Malasaña, en honor a la gran “heroína” del levantamiento popular del 2 de mayo de 1808, de nombre Manuela, y de la que existen varias versiones, dependiendo de cómo se la quiera utilizar históricamente, era hija, para más inri, de un panadero francés, cuyo apellido, Malesange, fue convenientemente españolizado. Resulta que el único levantamiento popular efectivo de la historia de España, surgido –aparentemente- del propio pueblo, se produjo para mantener en su cómoda poltrona a la Iglesia y a uno de los Borbones más miserables y zafios de la historia de la monarquía española, y que el “barrio progre” de la capital lleva de nombre el símbolo del levantamiento que sirvió para afianzar todo aquello que, supuestamente y por tradición, choca frontalmente con el espíritu que al menos hasta finales del siglo XXI había caracterizado al barrio. De ahí al “¡Vivan las cadenas!”, alentado por el pueblo madrileño al paso de la comitiva de Fernando VII para su restablecimiento como Rey de España, están Los desastres de la guerra.
Y es verdaderamente otro jocoso desastre que el barrio haya encontrado la horma de su zapato en el verdadero significado de la paradoja que acabamos de exponer, pues hoy el ex-Maravillas, goza de un nuevo panorama humano, más acorde y más exacto, escorado hacia la anestesia del alma que, más allá de los fines de semana de visitas antrológicas, deja entrever la corriente conservadora y aborregada natural que han experimentado algunos barrios madrileños propicios para el affaire nocturno con el cambio de siglo, habiendo encontrado de esta manera la buena Manuela a su Malasaña y Malasaña a su Manuela.
“Difícil, dificilísimo mantener el secreto, queriendo, al mismo tiempo, hacerle participar del cambio, la madurez que se había impuesto por los dramas vividos, que no podían considerar ajenos”, decía Rosa Chacel en su novela, que no se llamaba Barrio de Malasaña, porque es hoy cuando ese secreto se ha desvelado –aunque siempre fue y será de Malasaña-, encontrando su verdadero espíritu en la progresiva metamorfosis que lo han llevado a su auténtico ambiente y su palmaria esencia, sin disfraces maravillosos, sin resistencia alguna ante nada, ni ahora ni nunca, que en aquellos años de creatividad y revulsivo cultural que se produjeron en los 80 el viento soplaba a favor y porque van a tener que invadir de nuevo los franceses el barrio para que haya movida…

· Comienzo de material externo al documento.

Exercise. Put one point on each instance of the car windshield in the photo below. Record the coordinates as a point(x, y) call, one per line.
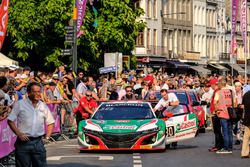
point(124, 111)
point(180, 109)
point(182, 96)
point(193, 97)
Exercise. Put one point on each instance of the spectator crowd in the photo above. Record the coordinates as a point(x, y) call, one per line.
point(75, 92)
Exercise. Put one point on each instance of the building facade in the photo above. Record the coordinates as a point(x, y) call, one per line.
point(189, 30)
point(199, 27)
point(177, 25)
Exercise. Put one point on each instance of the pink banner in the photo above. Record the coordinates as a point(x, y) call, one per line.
point(81, 8)
point(3, 20)
point(243, 23)
point(7, 139)
point(235, 6)
point(53, 109)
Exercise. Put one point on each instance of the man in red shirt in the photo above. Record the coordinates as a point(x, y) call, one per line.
point(86, 107)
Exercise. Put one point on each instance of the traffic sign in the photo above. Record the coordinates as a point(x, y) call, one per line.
point(66, 52)
point(69, 38)
point(105, 70)
point(69, 28)
point(69, 35)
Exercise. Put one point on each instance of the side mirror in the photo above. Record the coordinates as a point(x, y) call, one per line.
point(203, 103)
point(195, 103)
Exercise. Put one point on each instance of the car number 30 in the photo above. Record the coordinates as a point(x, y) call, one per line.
point(170, 131)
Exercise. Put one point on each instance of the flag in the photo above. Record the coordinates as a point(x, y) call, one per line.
point(81, 9)
point(243, 23)
point(3, 20)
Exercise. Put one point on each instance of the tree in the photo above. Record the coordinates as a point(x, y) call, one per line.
point(36, 31)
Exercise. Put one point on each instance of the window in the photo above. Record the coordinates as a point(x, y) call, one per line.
point(140, 39)
point(149, 8)
point(148, 37)
point(155, 37)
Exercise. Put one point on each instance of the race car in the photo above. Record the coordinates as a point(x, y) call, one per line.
point(124, 126)
point(182, 125)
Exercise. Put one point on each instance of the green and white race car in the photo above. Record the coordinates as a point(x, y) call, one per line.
point(132, 125)
point(122, 125)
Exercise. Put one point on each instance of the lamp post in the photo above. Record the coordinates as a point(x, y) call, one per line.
point(74, 61)
point(173, 43)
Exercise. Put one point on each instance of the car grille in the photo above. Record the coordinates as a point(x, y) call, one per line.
point(116, 140)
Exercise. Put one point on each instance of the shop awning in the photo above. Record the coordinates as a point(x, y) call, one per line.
point(237, 68)
point(178, 64)
point(219, 67)
point(200, 69)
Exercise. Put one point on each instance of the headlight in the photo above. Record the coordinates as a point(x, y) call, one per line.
point(151, 130)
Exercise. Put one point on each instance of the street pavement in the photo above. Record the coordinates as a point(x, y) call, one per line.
point(190, 153)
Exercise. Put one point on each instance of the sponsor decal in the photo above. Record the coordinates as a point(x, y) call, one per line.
point(145, 146)
point(186, 125)
point(122, 127)
point(184, 134)
point(122, 121)
point(170, 131)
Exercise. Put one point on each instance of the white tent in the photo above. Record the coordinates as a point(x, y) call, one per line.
point(5, 61)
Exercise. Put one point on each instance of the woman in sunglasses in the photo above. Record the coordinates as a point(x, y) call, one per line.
point(129, 94)
point(86, 107)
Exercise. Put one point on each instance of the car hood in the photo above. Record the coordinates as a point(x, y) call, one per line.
point(121, 126)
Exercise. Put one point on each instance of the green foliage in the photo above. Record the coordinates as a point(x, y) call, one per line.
point(36, 31)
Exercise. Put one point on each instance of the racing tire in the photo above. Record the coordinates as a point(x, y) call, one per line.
point(202, 130)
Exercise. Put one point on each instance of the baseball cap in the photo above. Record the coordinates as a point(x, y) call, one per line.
point(26, 68)
point(213, 81)
point(238, 84)
point(55, 76)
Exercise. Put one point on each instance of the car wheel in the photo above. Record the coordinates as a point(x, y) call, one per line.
point(202, 130)
point(168, 146)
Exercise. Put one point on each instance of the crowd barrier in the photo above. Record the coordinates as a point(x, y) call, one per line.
point(8, 138)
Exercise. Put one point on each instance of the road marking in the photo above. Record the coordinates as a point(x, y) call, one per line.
point(137, 160)
point(138, 165)
point(136, 154)
point(70, 145)
point(136, 157)
point(100, 157)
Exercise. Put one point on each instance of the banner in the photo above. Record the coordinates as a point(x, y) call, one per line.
point(53, 109)
point(235, 6)
point(81, 8)
point(3, 20)
point(7, 139)
point(243, 23)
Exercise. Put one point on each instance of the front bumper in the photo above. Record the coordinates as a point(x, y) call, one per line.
point(129, 141)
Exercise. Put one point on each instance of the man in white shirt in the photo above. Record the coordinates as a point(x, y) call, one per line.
point(168, 100)
point(31, 115)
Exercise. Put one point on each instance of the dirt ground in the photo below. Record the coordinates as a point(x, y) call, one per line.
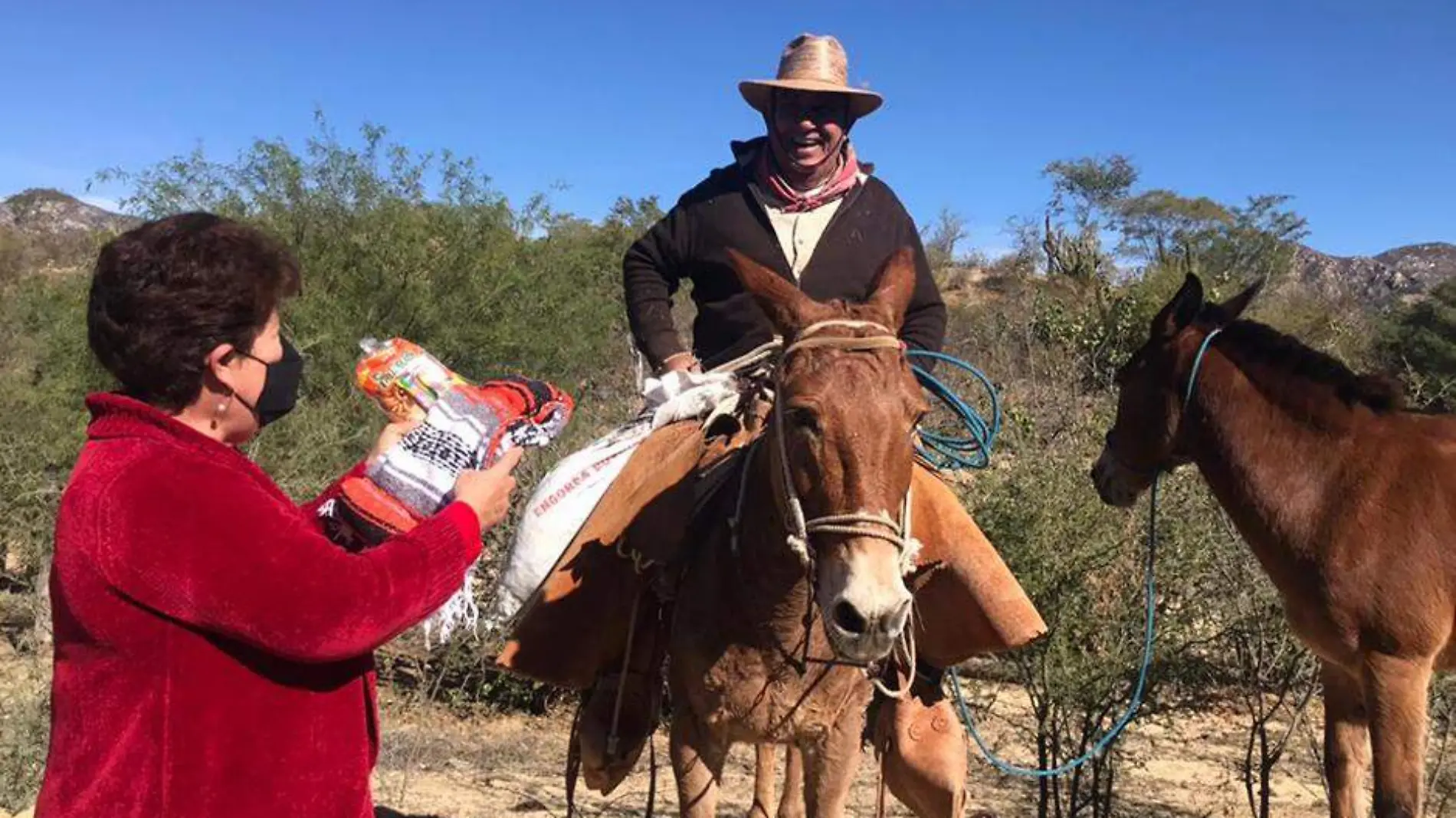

Pero son cosas de la capi. Cosas del “barrio progre” de Madrid, que hoy sigue alimentando su historia con los mismos elefantes de siempre, poniendo de relieve un paradigma que, o a nadie importa o no querrá reconocer, ante el paisaje cultural de una ciudad cuya decadencia –por mucho que quieran negarlo- le ha valido tener depósitos y depósitos de semen, sí, pero solo clínex para remediarlo. Y como esto es casi un ejercicio de lo que uno se empeña en llamar “historia subjuntiva”, lo que hubiese molado que Curro Jiménez le hubiera echado un ojo a Manuela y se la hubiese llevado de crucero por el Caribe. ¡Qué gallardo!